Friday, March 03, 2006

Puppet on a string

A recent New Scientist article http://www.newscientist.com/channel/mech-tech/mg18925416.300 points to research being undertaken to put implants into the brains of animals to direct their movements. It is hoped that such implants will improve understanding of how animals interact with their environment, as well as boosting research into tackling human paralysis. Of course you might say that the end justifies the means given the possibilities of giving human beings the ability to walk again.

There are (not surprisingly) ethical issues with this. We have been manipulating plants and animals for a very long time. Harvesting grain with bigger heads, breeding the biggest lumps of meat (cows), and so on. Sometimes selection has been unconscious, and sometimes very conscious. Genetic engineering greatly accelerates this process (maybe without understanding the consequences?) But direct neural interference seems to smack a little too much of Descartes automaton view of non-human creatures. Now I don't wish to anthropomorphise, but which creatures deserve a respect of their personal autonomy?
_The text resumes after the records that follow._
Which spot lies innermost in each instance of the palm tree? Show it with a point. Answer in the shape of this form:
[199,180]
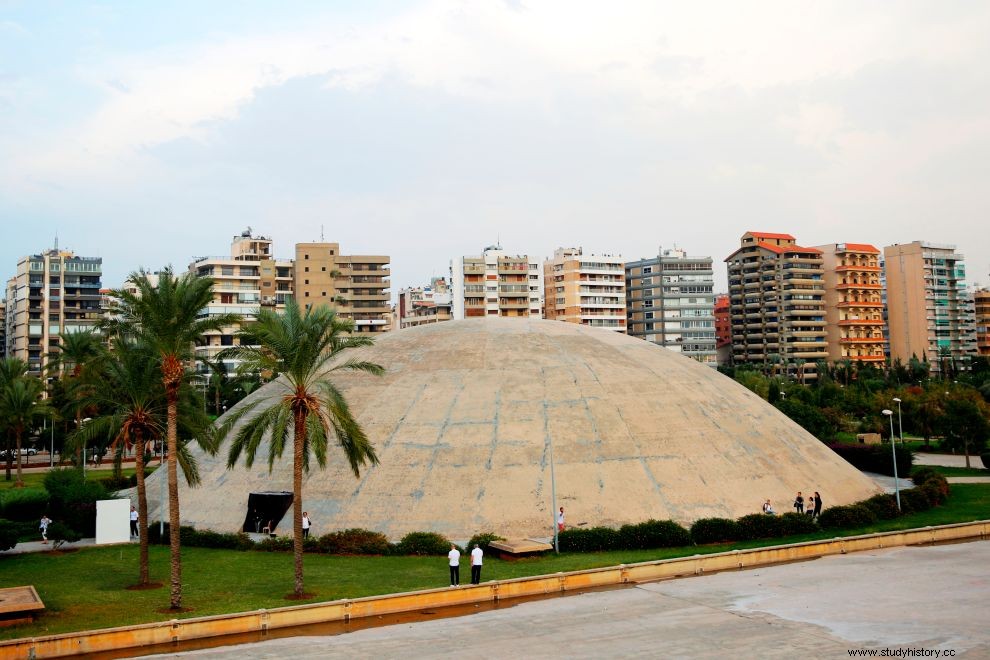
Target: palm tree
[301,348]
[20,406]
[136,416]
[168,318]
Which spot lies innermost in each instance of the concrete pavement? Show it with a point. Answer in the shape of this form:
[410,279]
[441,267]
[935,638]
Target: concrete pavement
[914,597]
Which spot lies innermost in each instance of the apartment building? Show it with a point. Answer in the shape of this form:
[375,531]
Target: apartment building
[777,305]
[585,289]
[496,284]
[357,286]
[981,304]
[51,294]
[854,324]
[929,313]
[424,304]
[670,302]
[247,280]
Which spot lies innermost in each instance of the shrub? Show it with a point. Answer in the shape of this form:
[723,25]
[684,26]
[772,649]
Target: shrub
[423,543]
[354,542]
[27,504]
[797,523]
[483,540]
[759,526]
[653,534]
[591,539]
[875,458]
[914,500]
[715,530]
[840,517]
[8,535]
[60,533]
[883,506]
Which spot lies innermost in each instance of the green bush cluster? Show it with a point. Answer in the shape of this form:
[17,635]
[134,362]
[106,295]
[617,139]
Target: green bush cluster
[641,536]
[354,542]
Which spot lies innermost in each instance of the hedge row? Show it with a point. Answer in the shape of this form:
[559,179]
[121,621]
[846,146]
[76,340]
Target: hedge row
[875,458]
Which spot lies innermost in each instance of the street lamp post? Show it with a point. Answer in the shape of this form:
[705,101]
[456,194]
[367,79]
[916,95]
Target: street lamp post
[900,424]
[893,453]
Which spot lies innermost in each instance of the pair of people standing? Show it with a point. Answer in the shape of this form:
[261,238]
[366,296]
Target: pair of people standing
[454,561]
[814,507]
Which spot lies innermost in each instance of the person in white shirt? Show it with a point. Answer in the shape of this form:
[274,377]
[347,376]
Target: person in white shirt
[476,556]
[454,559]
[306,525]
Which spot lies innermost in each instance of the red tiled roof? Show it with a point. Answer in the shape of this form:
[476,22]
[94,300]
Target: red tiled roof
[762,234]
[862,247]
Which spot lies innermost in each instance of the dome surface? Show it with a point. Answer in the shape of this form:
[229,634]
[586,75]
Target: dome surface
[478,422]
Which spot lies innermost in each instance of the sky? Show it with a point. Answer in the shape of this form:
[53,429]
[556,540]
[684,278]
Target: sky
[151,133]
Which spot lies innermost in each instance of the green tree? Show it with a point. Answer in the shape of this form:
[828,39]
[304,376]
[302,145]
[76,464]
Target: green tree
[21,406]
[307,406]
[965,426]
[167,318]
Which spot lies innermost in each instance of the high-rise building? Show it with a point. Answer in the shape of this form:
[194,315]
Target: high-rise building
[53,293]
[496,284]
[854,321]
[357,286]
[981,303]
[423,305]
[585,289]
[926,304]
[250,279]
[723,329]
[777,304]
[670,302]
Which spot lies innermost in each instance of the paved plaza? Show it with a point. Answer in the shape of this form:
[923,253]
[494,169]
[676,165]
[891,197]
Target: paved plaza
[932,598]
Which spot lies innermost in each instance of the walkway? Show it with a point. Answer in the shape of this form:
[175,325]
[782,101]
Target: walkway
[915,597]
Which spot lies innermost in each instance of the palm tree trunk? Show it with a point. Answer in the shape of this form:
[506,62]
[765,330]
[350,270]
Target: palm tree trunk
[173,496]
[298,440]
[17,435]
[143,578]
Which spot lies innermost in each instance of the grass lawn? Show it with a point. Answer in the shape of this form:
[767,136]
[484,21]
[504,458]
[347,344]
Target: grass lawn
[37,479]
[977,471]
[86,589]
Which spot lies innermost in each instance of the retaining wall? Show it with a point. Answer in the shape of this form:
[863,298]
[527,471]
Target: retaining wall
[262,621]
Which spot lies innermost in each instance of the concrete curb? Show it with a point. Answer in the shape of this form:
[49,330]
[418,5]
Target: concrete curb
[262,621]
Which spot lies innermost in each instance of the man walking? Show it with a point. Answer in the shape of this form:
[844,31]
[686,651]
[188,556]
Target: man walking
[454,559]
[476,556]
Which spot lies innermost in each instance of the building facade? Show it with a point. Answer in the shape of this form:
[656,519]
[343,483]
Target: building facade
[777,305]
[981,305]
[52,294]
[670,302]
[928,314]
[424,305]
[357,286]
[587,290]
[855,328]
[496,284]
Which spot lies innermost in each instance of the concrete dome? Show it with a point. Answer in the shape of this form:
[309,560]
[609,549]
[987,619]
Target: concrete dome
[466,417]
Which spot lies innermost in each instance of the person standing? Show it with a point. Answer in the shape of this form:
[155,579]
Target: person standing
[43,526]
[306,525]
[454,560]
[476,556]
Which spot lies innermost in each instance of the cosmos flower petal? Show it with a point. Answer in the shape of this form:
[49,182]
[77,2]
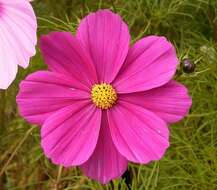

The creatures suggested range from sharks and tuna to rats (poor Pinky and the Brain!) and monkeys.

The other lurking spectre is that of military usage. The Pentagon in its greediness for absolute dominance is suggesting using sharks as spies, employing their ability to smell and (what is the verb for detecting electric fields?) their way about to follow ships undetected. It reminds me of Soviet research into turning dolphins into bombs. Whatever we can pevert in nature, we do so militarily in the endless war on everything.

The radio signals used to direct dogfish (a small shark) in the tank will not penetrate water, so engineers plan to communicate with the sharks using sonar. Great, fill the water with more noise to confuse ceteans (dolphins, whales).

One wonders if it isn't possible to do direct research involving humans who are willing to see what they can do to regain mobility, or at least with rats (but perhaps rodent lovers will also disagree). The fact that all of this can so easily be turned to war reminds us that the pursuit of knowledge does not equal the pursuit of wisdom. Even sharks, which we hunt to extinction, kill for their tails, kill in revenge for the few human deaths (at least in part because we are so arrogant to think the entire planet exists soley for us) and now puppets on our strings.